Numéro d'arrêt : 72347
Numéro NOR : CETATEXT000007717997 ?
Identifiant URN:LEX : urn:lex;fr;conseil.etat;arret;1987-02-20;72347 ?

Analyses :

TRAVAIL ET EMPLOI - LICENCIEMENTS - AUTORISATION ADMINISTRATIVE - SALARIES PROTEGES - CONDITIONS DE FOND DE L'AUTORISATION OU DU REFUS D'AUTORISATION - REFUS D'AUTORISATION FONDE SUR UN MOTIF D'INTERET GENERAL - Absence d'un motif d'intérêt général suffisant - Refus d'autorisation fondé sur la nécessité d'empêcher la disparition d'une formation syndicale - Illégalité.

66-07-01-04-02-01 La société S., pour répondre aux contraintes d'une activité saisonnière, a, en accord avec le comité d'entreprise, aménagé les vacances d'été de son personnel sans déroger aux principes découlant des articles 223-7 et 223-8 du code du travail. M. L., salarié protégé de la société, s'est, durant l'été 1983, absenté entre le 4 juillet et le 4 août alors que la direction de la société n'avait donné son accord que pour un congé de trois semaines consécutives entre le 25 juillet et le 15 août. Les faits reprochés à M. L. constituent une faute d'une gravité suffisante pour justifier son licenciement.

TRAVAIL ET EMPLOI - LICENCIEMENTS - AUTORISATION ADMINISTRATIVE - SALARIES PROTEGES - CONDITIONS DE FOND DE L'AUTORISATION OU DU REFUS D'AUTORISATION - LICENCIEMENT POUR FAUTE - EXISTENCE D'UNE FAUTE D'UNE GRAVITE SUFFISANTE - Autres faits - Absence au-delà des périodes de congés.

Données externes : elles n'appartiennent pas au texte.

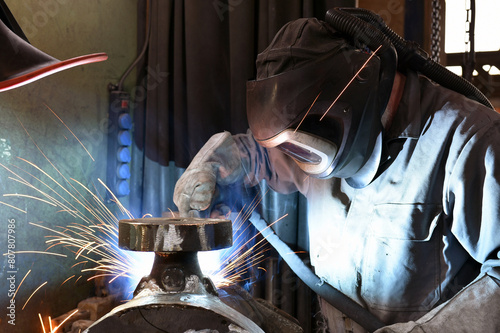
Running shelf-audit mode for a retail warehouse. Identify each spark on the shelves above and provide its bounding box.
[21,281,47,310]
[53,309,78,333]
[61,274,75,286]
[38,313,47,333]
[319,45,382,121]
[0,201,26,214]
[293,91,321,133]
[3,194,56,207]
[44,103,95,162]
[3,251,67,258]
[12,269,31,301]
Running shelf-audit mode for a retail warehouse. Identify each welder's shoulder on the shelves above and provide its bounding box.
[420,78,500,136]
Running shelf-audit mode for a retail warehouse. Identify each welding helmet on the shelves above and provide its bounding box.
[247,18,396,188]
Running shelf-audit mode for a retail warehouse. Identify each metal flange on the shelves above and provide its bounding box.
[118,217,233,252]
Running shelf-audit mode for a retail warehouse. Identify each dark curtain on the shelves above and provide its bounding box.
[130,0,354,332]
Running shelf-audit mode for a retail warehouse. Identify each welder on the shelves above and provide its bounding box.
[174,8,500,332]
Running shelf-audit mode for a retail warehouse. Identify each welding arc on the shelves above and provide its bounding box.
[249,212,385,332]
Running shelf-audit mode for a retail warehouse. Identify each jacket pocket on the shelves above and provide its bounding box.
[361,204,442,311]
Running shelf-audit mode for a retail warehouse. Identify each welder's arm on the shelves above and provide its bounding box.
[375,275,500,333]
[376,123,500,333]
[174,131,306,216]
[174,132,248,216]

66-07-01-04-04 L'absence de M. L., salarié protégé, durant une période supérieure au congé accordé constitue une faute d'une gravité suffisante pour justifier son licenciement. Ces faits ne se rattachent pas à l'exécution des mandats dont l'intéressé était investi. Le refus opposé à la demande de licenciement de M. L. fondé sur la nécessité d'empêcher la disparition d'une formation syndicale ne repose sur aucun motif tiré de l'intérêt général. Annulation fondée du refus de licenciement opposé par le ministre à la société S..


Texte :

Vu le recours enregistré le 17 septembre 1985 au secrétariat du Contentieux du Conseil d'Etat, présentée par le MINISTRE DU TRAVAIL, DE L'EMPLOI ET DE LA FORMATION PROFESSIONNELLE et tendant à :
- annuler le jugement en date du 28 juin 1985 par lequel le tribunal administratif de Marseille a annulé la décision du 6 avril 1984 par laquelle le ministre des affaires sociales et de la solidarité nationale a refusé le licenciement de M. X..., employé de la société Séfi ;
- déclare légale cette décision du 6 avril 1984 ;

Vu les autres pièces du dossier ;
Vu le code du travail ;
Vu le code des tribunaux administratifs ;
Vu l'ordonnance du 31 juillet 1945 et le décret du 30 septembre 1953 ;
Vu la loi du 30 décembre 1977 ;
Après avoir entendu :
- le rapport de M. Arnoult, Maître des requêtes,
- les observations de la S.C.P. Tiffreau, Thouin-Palat, avocat de la société Séfi,
- les conclusions de M. E. Guillaume, Commissaire du gouvernement ;

Considérant que la société Séfi pour répondre aux contraintes d'une activité saisonnière, a en accord avec le comité d'entreprise aménagé les vacances d'été de son personnel sans déroger aux principes découlant des articles 223-7 et 223-8 du code du travail ; que M. X..., salarié de la société s'est durant l'été 1983, absenté entre le 4 juillet et le 4 août alors que la direction de la société n'avait donné son accord que pour un congé de trois semaines consécutives entre le 25 juillet et le 15 août ;
Considérant que les faits reprochés à M. X... constituent une faute d'une gravité suffisante pour justifier son licenciement ; qu'ils ne se rattachent pas à l'exécution des mandats dont l'intéressé était investi ; qu'aucun motif tiré de l'intérêt général, ne fonde le refus opposé à la demande de licenciement de M. X... ; que le ministre requérant n'est par suite pas fondé à soutenir que c'est à tort que, par le jugement attaqué, le tribunal administratif de Marseille a annulé sa décision en date du 6 avril 1984 refusant le licenciement de M. X...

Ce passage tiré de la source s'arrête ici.